You know I just had to read an article with the title Why I stopped angel investing (and you should never start). Tucker Max writes,
I can think of two portfolio companies specifically, both of which have raised major rounds from big name VC funds, where I have to actively refrain from punching founders in their stubborn, arrogant faces.
Actually, the sentences that I related to the most were these:
personally, I gotta be in the arena, competing, putting myself on the line. I can’t just watch. Once I understood this, the decision to stop angel investing was pretty clear.
I noticed this when someone put me in touch with the head of a firm that does early-stage investments. She showed me a few companies they were investing in, and I found that all I could think about was how I would position the companies differently and take different approaches in terms of staging their business. It does not matter whether I was right or wrong, but it showed me that I could not just sit back and watch someone else use my money to do things that I would not do if I were running the business myself. It would be way too stressful for me.
Finally, about successful angel investors, he writes,
they have the social clout to not get run over by VC’s and literally pushed out of an investment.
That’s the most frustrating part of angel investing. You manage to actually back a winner, and then a VC firm with clever lawyers just takes it away from you for nothing.
That’s what the plot of The Social Network was, right?
Oh, and it’s not so different from my experiences in churches, local politics, and grad school, except that those have zero chance of making you rich. If there is any way to limit the skulking free-riding free options exercisers that would be a big welfare improvement. This is why I’m fascinated by things such as how in economics you can pre-publish a paper for comment a year in advance and nobody just poaches it from you like they would in hard science. I think it is because reputation and niche is so much more effective there.

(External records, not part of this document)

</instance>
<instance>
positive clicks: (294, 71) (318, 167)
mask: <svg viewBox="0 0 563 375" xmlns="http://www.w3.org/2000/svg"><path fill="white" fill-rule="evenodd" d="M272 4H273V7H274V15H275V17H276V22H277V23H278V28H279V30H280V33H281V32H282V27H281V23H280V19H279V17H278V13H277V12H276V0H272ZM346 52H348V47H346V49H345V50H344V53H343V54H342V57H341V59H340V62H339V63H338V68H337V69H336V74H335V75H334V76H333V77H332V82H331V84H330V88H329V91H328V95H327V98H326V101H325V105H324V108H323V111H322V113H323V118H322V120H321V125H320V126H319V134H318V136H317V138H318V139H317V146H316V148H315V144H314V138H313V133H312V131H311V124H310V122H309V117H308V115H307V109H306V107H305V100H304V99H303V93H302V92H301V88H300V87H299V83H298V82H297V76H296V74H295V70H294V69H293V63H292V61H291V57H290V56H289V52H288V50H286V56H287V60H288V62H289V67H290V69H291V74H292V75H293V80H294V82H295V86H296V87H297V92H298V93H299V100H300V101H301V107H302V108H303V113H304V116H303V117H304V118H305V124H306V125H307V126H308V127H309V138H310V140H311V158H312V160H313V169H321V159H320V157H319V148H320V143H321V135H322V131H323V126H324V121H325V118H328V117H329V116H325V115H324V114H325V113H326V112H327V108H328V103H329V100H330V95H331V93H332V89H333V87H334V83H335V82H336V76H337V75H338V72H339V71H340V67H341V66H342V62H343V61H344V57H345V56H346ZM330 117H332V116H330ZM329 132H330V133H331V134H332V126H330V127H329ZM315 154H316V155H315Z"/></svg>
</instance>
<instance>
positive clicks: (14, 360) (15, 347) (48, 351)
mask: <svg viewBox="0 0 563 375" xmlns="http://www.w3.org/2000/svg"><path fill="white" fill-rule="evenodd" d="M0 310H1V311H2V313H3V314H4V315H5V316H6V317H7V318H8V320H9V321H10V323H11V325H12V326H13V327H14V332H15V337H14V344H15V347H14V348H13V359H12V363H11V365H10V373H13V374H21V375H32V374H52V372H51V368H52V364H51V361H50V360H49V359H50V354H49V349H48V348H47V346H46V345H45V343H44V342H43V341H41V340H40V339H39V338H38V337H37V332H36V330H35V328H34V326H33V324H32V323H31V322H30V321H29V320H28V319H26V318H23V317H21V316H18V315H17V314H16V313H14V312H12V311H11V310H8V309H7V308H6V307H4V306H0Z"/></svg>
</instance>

The askblog was about the last place I expected to find a link to a Tucker Max piece, but then I had no idea he was an entrepreneur these days. Who says there are no second acts in American lives?
He just wrote a book with Geoffrey Miller too, Mate: Become the Man Women Want.
“Finally, about successful angel investors, he writes, ‘they have the social clout to not get run over by VC’s and literally pushed out of an investment.’ ”
That would make for an arbitrage opportunity if the ratio of savings to start-ups weren’t so glutted. If the successful angel investors are doing the equivalent of converting their “social clout” into the valuable asset of informal “don’t you dare screw me insurance” then they should be able to ‘rent’ that asset to less prestigious market players and make some profit off being the intermediary.
I think the Angellist Syndicates mentioned near the bottom of the article are basically what you’re suggesting:
http://venturebeat.com/2014/06/29/an-angel-investors-ultimate-guide-to-angellist-syndicates/
Tucker Max is to angel investing what Jim Cramer is to stock investing. I would not try to extrapolate too much about the reality of the situation from what he says. Similarly, The Social Network = Wall Street. Make believe. My firm has made 400+ angel-type investments over the last 4 years and there just is not that much drama (unless you’re actively trying to make drama, in which case you’re the guy everyone else shakes their head about).
If most venture capital firms lose money (with a few outliers at the top) then it’s easy to imagine that 95% of angel investors lose money. The results have to be even more skewed.